Bonne impression d’Angel Jimenez, un peu sur le reculoir face au premier, qui avait été coriace sous la pique par deux fois, soulevant le piquero sur la seconde rencontre, jusqu’à une dernière série finale où enfin il pèse, avant une demi-épée contraire, mais à son aise sur le suivant, qu’il accueille avec entrega par véroniques de verdad avant d’en donner une à genoux et de se relever intelligemment. Son novillo, après deux piques traseras, le tercio étant interrompu par le palco au grand désarroi du maestro et du public pour des raisons contraires, se révèle vif et très noble. Un toro de grand jeu, de beaucoup de présence auquel Jimenez s’accorde bien,  souple et élégant, avec une belle allonge de bras, une jolie main basse à droite, citant de loin et embarquant en dessinant de temps en temps une passe de cartel. Le tout néanmoins un peu marginal compte tenu de la position. Sérieux problème à l’épée. Pétition de vuelta au novillo, refusée par le président, qui ne veut pas se dédire, d’un geste dédaigneux de la main intimant à l’arrastre de pourvoir à l’ordinaire. Novillo applaudi à tout rompre et saluts du torero, un peu déçu, depuis le centre du ruedo. Angel Jimenez a tenu à la perfection son rôle de chef de lidia.

Aquilino Giron a le prénom d’un technocrate bien chaussé de chez nous et un patronyme glorieux sur la planète des toros.  Est-ce ce choix, l’hérédité ou la seule force de la volonté ? Ce type est un tueur et un tueur grandiose.
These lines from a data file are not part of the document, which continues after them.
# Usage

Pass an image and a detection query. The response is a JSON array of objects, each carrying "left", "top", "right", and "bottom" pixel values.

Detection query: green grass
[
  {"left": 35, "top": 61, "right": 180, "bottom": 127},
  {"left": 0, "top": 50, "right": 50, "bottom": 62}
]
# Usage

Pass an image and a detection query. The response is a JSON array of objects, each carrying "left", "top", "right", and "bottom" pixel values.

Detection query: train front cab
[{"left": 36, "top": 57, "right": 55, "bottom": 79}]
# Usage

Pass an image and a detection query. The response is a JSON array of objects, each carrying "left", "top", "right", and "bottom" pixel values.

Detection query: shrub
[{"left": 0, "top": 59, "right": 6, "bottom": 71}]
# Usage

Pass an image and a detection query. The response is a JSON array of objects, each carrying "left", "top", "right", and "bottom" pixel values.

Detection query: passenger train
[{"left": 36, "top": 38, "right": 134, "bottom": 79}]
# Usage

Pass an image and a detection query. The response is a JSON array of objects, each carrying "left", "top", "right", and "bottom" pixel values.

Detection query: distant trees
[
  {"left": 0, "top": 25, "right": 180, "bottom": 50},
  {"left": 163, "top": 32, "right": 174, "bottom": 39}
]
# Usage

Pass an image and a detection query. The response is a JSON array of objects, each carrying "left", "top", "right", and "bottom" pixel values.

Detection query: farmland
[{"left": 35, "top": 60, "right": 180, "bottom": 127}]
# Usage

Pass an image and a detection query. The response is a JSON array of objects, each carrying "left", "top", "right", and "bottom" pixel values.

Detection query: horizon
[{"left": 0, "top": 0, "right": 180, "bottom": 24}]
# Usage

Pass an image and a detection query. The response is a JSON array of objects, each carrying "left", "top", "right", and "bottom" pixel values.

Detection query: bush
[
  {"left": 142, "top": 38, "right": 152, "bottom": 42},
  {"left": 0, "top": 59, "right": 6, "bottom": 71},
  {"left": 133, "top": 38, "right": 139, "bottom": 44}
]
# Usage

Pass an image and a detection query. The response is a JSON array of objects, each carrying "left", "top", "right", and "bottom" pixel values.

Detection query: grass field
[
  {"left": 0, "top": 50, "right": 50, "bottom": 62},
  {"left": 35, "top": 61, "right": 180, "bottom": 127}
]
Dieu que la suerte (suerte ?) est belle quand elle est exécutée ainsi. Décidée et décisive. Pure, sans fioriture ni astuce. Une roulette russe au ralenti mais où le tireur est si sûr de son fait que l’on ne ressent aucune crainte pour lui. On est saisi par tant de force et de courage, par tant d’orgueil et d’abnégation. Par un tel goût du sacrifice. Par ce point final qui fait l’œuvre. Et ce jour, ce furent, à chacun de ses combats, deux points d’exclamation gigantesques qui ont fait se lever le public comme un seul homme. Et le reste, ce que cette épée conclut, fut également d’importance.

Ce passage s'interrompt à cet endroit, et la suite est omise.